A giant jellyfish bloom observed near Qingdao in the Yellow Sea was shown to originate mainly from the Changjiang River estuary (Zhang et al., 2012). Pending the findings of further field studies, we suspect that waters near river estuaries with fine-grained sediments and rich nutrients are most conducive to the attachment and growth of giant jellyfish polyps.6 CONCLUSION
In recent years, jellyfish blooms in coastal waters of the Bohai Sea off Qinhuangdao have included the dominant species N. nomurai, R. esculentum and Aurelia aurita. The cnidoblasts of N. nomurai are toxic, and, in 2013, beach visitors were frequently stung, which led to strong concerns among the public and in local government. The larvae of N. nomurai and R. esculentum were not found in the area during the previous winter and spring, however. Therefore, we developed a backward particle-tracking model to simulate the possible trajectories of jellyfish medusa in the Bohai Sea and conducted a series of numerical simulations to identify the possible origin of the giant jellyfish observed near Qinhuangdao. The experimental results show that passive particles (representing jellyfish) released at the surface layer at different dates in summer had consistent trajectories.
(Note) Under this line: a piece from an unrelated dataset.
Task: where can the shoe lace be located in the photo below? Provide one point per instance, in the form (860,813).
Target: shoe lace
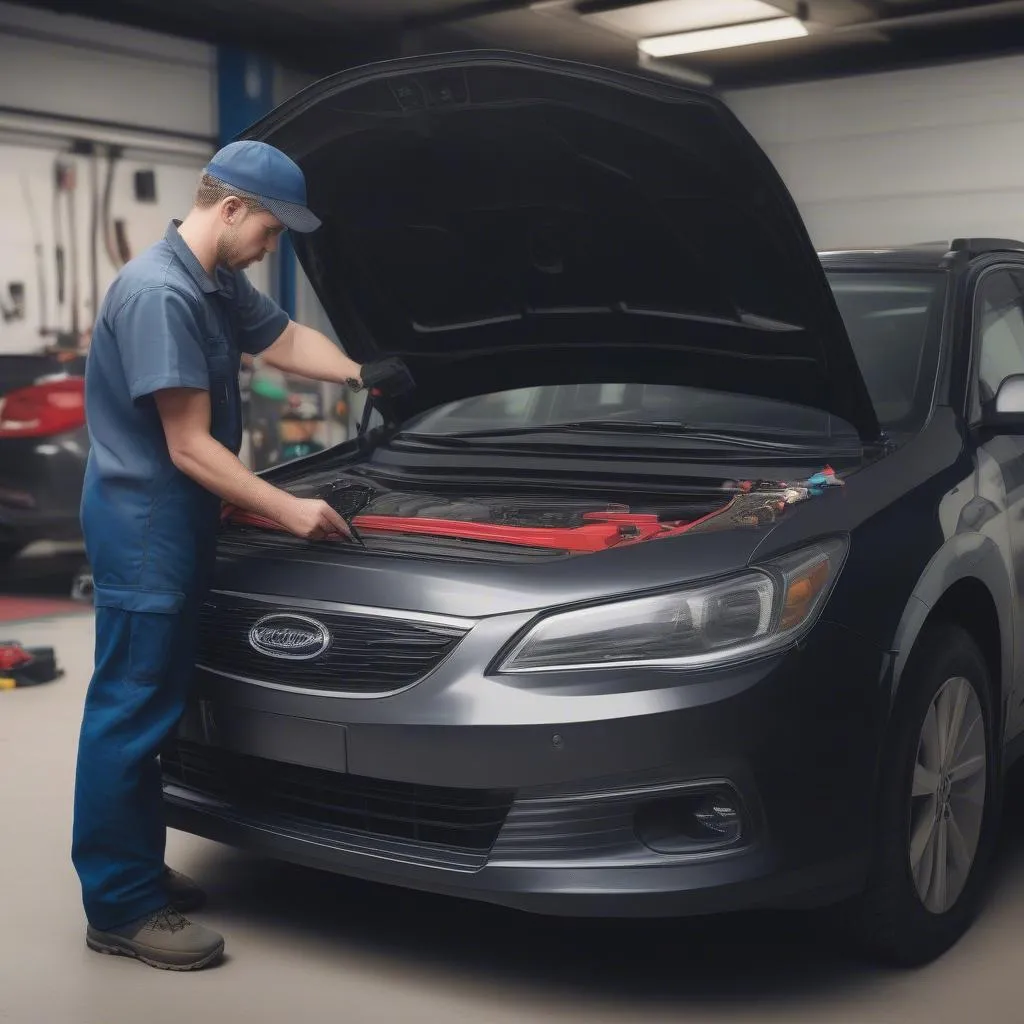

Particles released at the sea surface on August 1 and 15 could be traced back to the center of the Bohai Sea and to waters between Feiyan Shoal and the new Huanghe River estuary (parallel to the Huanghe River delta). Particles released on July 1 and 15 were similarly traced back to the center of the Bohai Sea and to waters between Feiyan Shoal and then only to the Zhuangxi tide station. Particles released in the middle and bottom water layers could be traced back only to the middle of the more northerly Liaodong Bay. Sand deposition in the Liaodong Bay, central part of Bohai Sea and near Caofeidian Port, creates a benthic environment that is not conducive to the attachment and growth of jellyfish polyps. Considering the numerical simulation results, the distribution characteristics of the sediment, and observational data for giant jellyfish in the Bohai Sea, we propose that giant jellyfish observed off Qinhuangdao in summer originated in waters between Feiyan shoal and the new Huanghe River estuary.7 ACKNOWLEDGEMENT
We thank the Hebei Bohai Ocean & Fisheries Science Research Institute for providing observational data on giant jellyfish. We greatly appreciate the insightful comments provided by the editor and two anonymous reviewers and thank for useful suggestion from Dr. LI Rui and Dr. XU Jiangling.